We present a deterministic kinetic data structure for the facility location problem
that maintains a subset of the moving points as facilities such that, at any point
of time, the accumulated cost for the whole point set is at most a constant factor
larger than the current optimal cost. At any point of time, the cost that arise for
a point depends on the status and the position of the point. In the case that a
point is currently a facility it causes maintenance cost, otherwise it causes
connection cost depending on its demand and its distance to the nearest facility.

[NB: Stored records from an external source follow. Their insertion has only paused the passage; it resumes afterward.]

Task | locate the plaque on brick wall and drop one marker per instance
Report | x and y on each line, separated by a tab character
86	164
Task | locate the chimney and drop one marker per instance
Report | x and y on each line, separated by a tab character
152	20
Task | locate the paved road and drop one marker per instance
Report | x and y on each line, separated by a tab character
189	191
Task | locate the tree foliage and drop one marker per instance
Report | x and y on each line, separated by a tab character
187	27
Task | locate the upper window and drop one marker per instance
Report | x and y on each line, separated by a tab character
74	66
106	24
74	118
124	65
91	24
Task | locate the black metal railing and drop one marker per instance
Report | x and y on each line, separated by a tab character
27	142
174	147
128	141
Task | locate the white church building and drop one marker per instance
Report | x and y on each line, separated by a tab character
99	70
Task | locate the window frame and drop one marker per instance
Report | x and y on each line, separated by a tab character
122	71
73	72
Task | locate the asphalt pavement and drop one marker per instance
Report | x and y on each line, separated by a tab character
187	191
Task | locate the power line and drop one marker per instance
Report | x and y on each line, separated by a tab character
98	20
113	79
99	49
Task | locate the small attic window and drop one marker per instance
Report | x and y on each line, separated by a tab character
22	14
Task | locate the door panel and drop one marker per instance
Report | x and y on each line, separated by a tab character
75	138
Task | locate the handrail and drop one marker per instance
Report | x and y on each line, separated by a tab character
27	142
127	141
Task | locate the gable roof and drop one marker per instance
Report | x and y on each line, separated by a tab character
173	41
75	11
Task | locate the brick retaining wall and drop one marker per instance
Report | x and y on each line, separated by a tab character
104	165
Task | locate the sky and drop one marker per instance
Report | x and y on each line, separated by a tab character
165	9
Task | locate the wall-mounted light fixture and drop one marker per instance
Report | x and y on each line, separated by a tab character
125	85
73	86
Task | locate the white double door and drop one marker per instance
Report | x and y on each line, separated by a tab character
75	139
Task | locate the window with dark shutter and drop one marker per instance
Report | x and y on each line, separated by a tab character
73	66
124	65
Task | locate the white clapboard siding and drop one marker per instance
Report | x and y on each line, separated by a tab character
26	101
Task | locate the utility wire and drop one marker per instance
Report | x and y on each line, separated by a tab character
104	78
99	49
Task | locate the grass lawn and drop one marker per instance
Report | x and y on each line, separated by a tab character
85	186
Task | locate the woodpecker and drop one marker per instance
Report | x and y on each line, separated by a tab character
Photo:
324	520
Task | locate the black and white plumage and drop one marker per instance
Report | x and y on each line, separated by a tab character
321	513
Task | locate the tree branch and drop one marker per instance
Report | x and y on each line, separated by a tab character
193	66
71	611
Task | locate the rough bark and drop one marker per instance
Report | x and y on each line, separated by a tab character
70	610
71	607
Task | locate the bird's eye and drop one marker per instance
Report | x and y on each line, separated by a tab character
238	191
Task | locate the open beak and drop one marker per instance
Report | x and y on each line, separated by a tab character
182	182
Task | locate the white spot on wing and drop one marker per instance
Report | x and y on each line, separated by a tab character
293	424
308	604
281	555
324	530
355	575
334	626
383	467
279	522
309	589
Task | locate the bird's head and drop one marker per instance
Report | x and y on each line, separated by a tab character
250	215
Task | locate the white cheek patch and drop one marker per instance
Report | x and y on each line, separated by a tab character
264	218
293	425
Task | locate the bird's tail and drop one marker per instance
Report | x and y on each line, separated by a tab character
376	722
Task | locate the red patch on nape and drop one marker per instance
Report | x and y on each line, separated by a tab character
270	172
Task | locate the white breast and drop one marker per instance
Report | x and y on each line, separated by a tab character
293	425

In our scenario, each point can change its status between client and facility and
moves continuously along a known trajectory in a d-dimensional Euclidean space,
where d is a constant.
Our kinetic data structure needs O(n(log^d(n) + log(nR))) space, where
R := (max_(p_i \in P){f_i} max_(p_i \in P){d_i}) / (min_(p_i \in P){f_i} min_(p_i \in P){d_i}),
P = { p_1, p_2, ... , p_n } is the set of given points, and f_i, d_i are the
maintenance cost and the demand of a point p_i, respectively. In the case that each
trajectory can be described by a bounded degree polynomial, the data structure
processes O(n^2 log^2(nR)) events, each requiring O(log(nR)) status changes and
O(log^(d+1)(n) log(nR)) time. This results in a total processing time of
O(n^2 log^(d+1)(n) log^3(nR)). To the best of our knowledge, this is the first
kinetic data structure for the facility location problem.